In my experience, the sentiment is kind of justified. Airbnb used to be the cheaper/better option, but it's kind of transformed into the more expensive option for arguably less convenience. Which sucks to say - I loved the original iteration of the service.

I think the sentiment is mostly online (here and Reddit). In “real life”, Airbnb just beat earnings, and I personally know so many people that only use AirBnbs to stay .
Akamai is heavily remote now and plans to keep it that way.
Please tell me they have no plans to destroy Linode now that they own it..
Linode didnt manage to, so I think it must be indestructible
Meta is quite remote friendly
It used to be. Home office stipend was cut.

It's now hostile to seated and hybrid workers with shared everything desks (except MPK) and the looming threat of more layoffs, more Help Desk closures, microkitchen cutbacks, and shrinking meal service.

Except for lifers who just want to coast, some are eager to be laid-off as they're already looking around.

PS: Amazon corporate's idea of perks are vending machines.

The home office stipend was cut, but there is still a home internet credit of $900/year.

Yeah sure there are plenty of issues but none of those are related to remote. It is much easier to find a remote role at Meta vs other big tech companies. In fact I just checked and a plurality of my org is remote! Obviously a big majority is in _some_ office, but people are spread out over many locations around the US/world.

Depends on your definition of "big tech," but Zapier is remote-only, and we hire globally.
Looks like they have a full stack role, nice. How is it like working at Zapier?
Idk if they hire. My resume is quite ok but got rejected last Monday by Zapier.
Microsoft supports it as long as your manager approves it :)
Netflix is still remote friendly in general.
Levels.fyi has a list of remote companies: https://www.levels.fyi/remote/

You can run the following script in your browser console to show only the fully remote listings.
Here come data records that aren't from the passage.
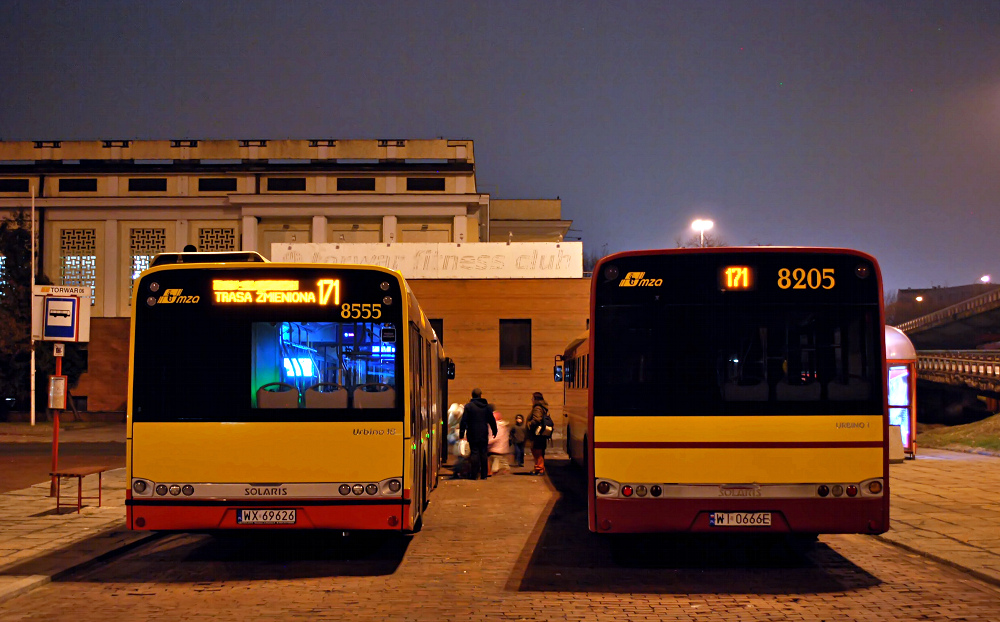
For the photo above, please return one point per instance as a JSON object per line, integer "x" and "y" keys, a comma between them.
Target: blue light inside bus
{"x": 299, "y": 368}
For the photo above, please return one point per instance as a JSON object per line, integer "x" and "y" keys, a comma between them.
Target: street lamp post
{"x": 701, "y": 226}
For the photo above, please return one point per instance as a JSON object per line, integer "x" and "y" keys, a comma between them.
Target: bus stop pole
{"x": 55, "y": 437}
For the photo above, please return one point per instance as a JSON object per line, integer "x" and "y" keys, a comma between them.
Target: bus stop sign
{"x": 62, "y": 318}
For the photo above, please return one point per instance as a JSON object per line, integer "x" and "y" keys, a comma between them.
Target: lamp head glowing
{"x": 702, "y": 225}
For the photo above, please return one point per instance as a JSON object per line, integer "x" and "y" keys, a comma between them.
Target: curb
{"x": 27, "y": 583}
{"x": 982, "y": 576}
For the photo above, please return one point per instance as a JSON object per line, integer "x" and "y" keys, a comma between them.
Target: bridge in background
{"x": 954, "y": 377}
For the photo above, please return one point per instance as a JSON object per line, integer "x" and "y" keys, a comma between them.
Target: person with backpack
{"x": 540, "y": 428}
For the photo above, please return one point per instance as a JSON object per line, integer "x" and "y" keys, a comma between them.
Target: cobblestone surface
{"x": 514, "y": 547}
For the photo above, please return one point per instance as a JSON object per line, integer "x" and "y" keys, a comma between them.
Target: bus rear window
{"x": 732, "y": 360}
{"x": 332, "y": 365}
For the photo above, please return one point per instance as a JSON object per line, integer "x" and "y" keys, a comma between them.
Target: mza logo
{"x": 174, "y": 296}
{"x": 635, "y": 279}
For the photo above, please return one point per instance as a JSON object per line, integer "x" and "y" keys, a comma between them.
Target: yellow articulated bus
{"x": 280, "y": 396}
{"x": 732, "y": 390}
  document.querySelectorAll("tr").forEach(_=>!_.textContent.includes("Fully Remote")&&_.remove())
Nobody is “permanently remote” — and you should take anyone who says they are with a huge grain of salt. They’re remote until there’s a compelling reason (good or bad, reasonable or unreasonable) for them to not be remote. An exception would be companies that were started as remote-only pre-pandemic (Zapier comes to mind).
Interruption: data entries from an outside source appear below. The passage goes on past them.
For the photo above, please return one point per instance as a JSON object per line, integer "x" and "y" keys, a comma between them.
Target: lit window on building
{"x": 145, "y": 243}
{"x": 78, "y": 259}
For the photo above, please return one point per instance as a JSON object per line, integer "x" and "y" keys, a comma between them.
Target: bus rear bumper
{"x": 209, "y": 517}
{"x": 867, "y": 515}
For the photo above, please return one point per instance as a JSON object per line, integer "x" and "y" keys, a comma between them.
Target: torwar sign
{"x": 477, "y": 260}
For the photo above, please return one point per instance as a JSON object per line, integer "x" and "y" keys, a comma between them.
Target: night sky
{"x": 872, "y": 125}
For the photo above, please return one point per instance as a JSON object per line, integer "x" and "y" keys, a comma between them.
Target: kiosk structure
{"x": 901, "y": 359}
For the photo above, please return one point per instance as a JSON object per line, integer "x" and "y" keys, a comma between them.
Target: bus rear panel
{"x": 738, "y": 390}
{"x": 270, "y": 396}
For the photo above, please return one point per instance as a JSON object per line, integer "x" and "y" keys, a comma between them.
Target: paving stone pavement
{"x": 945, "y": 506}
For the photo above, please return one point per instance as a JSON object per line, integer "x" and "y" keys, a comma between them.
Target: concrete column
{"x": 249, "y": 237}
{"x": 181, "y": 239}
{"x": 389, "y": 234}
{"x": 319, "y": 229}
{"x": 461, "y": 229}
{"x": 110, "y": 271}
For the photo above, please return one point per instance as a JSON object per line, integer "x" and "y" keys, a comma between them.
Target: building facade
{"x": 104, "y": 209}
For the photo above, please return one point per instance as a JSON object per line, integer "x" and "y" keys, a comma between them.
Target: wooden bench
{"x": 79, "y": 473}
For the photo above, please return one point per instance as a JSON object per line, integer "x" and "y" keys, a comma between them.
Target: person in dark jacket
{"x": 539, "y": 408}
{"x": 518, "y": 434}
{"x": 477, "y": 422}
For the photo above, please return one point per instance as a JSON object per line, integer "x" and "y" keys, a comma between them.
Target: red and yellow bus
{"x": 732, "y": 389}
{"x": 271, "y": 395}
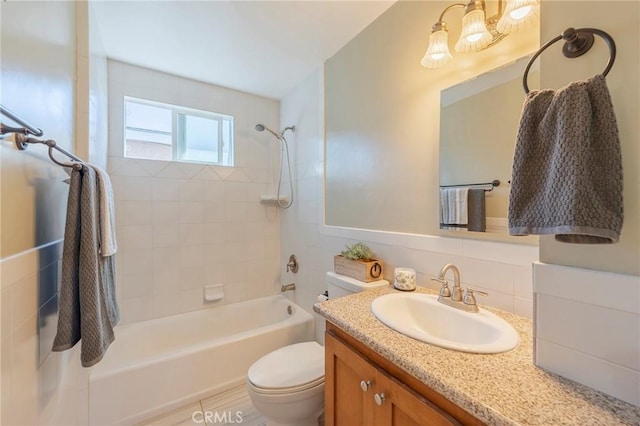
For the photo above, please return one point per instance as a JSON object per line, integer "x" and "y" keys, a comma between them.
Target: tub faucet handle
{"x": 288, "y": 287}
{"x": 470, "y": 299}
{"x": 292, "y": 266}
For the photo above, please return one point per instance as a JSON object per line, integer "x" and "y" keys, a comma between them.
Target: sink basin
{"x": 422, "y": 317}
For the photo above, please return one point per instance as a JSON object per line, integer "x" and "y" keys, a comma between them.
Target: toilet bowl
{"x": 287, "y": 385}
I do a lot of interviewing and always say, “We’re remote until we have a problem that would be best solved by not being remote. However, it’s hard to imagine a problem like that. It’s much more likely that a single person can’t handle working remotely effectively. But I don’t talk in absolutes and would never say never, always, or forever when it comes to something this important.”

There is also being an actual designated remote employee. If someone is located two time zones away from you/offices, you wouldn't call them in to solve a problem.
Yeah you just fire them when you decide to stop being remote.
My position is remote since the company I work for spans over almost every time zone. My team on different coast. And this is a company that became remote permanently during the pandemic. Nothing would be gained by removing my remote status since there would be no one to meet in my local office anyway.
> Nothing would be gained by removing my remote status

Right. The lack of clear benefit has never stopped a company from making a decision before.

Github and Gitlab, but both has layoffs recently.